Many of Tarrant's larger houses were built from hand-made bricks and tiles in the Surrey style, with tall chimneys, dormer windows, gables, leaded lights, tile-hung or half-timbered or a combination of both. The woodwork and joinery - doors, panelling, beamed ceilings, staircases and floors - were always of exceptionally high quality; some houses had stonework round the front door and stone fireplaces, and a few had a marble floor in the hall. On some of his houses there is a stone tablet with his initials WGT and a few have the date 1914 also. The early houses built by Tarrant on St. George's Hill were mostly of three storeys and several were very large and imposing. The houses built in the 1920s on St. George's Hill and Wentworth Estate were mostly smaller, of only two storeys, but built to an equally high standard.

In 1940 Tarrant purchased Hafod, a large well-timbered estate near Aberystwyth, with an historic but neglected mansion. He felled and sold some of the timber and started to restore the mansion and grounds.
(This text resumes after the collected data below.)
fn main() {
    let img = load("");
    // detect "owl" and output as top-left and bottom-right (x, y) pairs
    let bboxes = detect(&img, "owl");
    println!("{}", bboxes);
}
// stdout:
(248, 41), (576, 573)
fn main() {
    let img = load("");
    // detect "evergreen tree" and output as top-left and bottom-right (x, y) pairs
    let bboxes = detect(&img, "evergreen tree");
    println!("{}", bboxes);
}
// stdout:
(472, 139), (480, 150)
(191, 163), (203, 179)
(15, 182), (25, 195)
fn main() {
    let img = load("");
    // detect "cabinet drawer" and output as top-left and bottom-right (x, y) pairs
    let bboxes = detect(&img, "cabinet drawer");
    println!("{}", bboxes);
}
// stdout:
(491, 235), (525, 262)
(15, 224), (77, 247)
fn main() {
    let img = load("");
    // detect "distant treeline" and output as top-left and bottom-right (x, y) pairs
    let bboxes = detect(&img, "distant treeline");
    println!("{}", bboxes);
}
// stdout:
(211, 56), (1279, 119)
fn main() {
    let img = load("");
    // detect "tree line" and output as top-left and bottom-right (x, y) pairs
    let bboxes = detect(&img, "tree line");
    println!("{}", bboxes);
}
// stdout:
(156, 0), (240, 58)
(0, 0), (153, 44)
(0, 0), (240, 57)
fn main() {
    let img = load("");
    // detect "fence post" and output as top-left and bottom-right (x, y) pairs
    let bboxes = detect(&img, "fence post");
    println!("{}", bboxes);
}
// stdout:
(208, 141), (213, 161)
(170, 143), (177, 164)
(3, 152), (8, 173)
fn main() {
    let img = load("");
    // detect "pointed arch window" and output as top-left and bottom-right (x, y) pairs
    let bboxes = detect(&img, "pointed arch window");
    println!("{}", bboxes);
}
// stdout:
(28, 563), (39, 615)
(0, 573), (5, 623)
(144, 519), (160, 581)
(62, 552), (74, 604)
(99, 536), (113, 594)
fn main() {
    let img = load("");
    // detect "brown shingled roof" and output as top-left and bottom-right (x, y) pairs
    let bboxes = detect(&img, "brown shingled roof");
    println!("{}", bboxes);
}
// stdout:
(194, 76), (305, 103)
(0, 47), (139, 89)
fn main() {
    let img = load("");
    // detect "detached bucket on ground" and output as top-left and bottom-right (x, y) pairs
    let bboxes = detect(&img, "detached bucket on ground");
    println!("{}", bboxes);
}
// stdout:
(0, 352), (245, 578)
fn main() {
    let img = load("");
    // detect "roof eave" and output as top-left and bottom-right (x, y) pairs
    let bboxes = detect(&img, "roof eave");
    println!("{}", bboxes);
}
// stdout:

Sadly he died suddenly of a coronary thrombosis on 18th March 1942; he is buried in the churchyard of Hafod Church, Eglwys Newydd.

The publication of the 'Inventory of Tarrant-built houses on St' George's Hill' in 1992 has stimulated much interest in W. G. Tarrant and his houses, both from St. George's Hill residents and from those living in Tarrant houses in Pyrford, West Byfleet and Woking; also from former employees and their descendants. As a result much additional information is forthcoming on the life and work of a remarkable local character.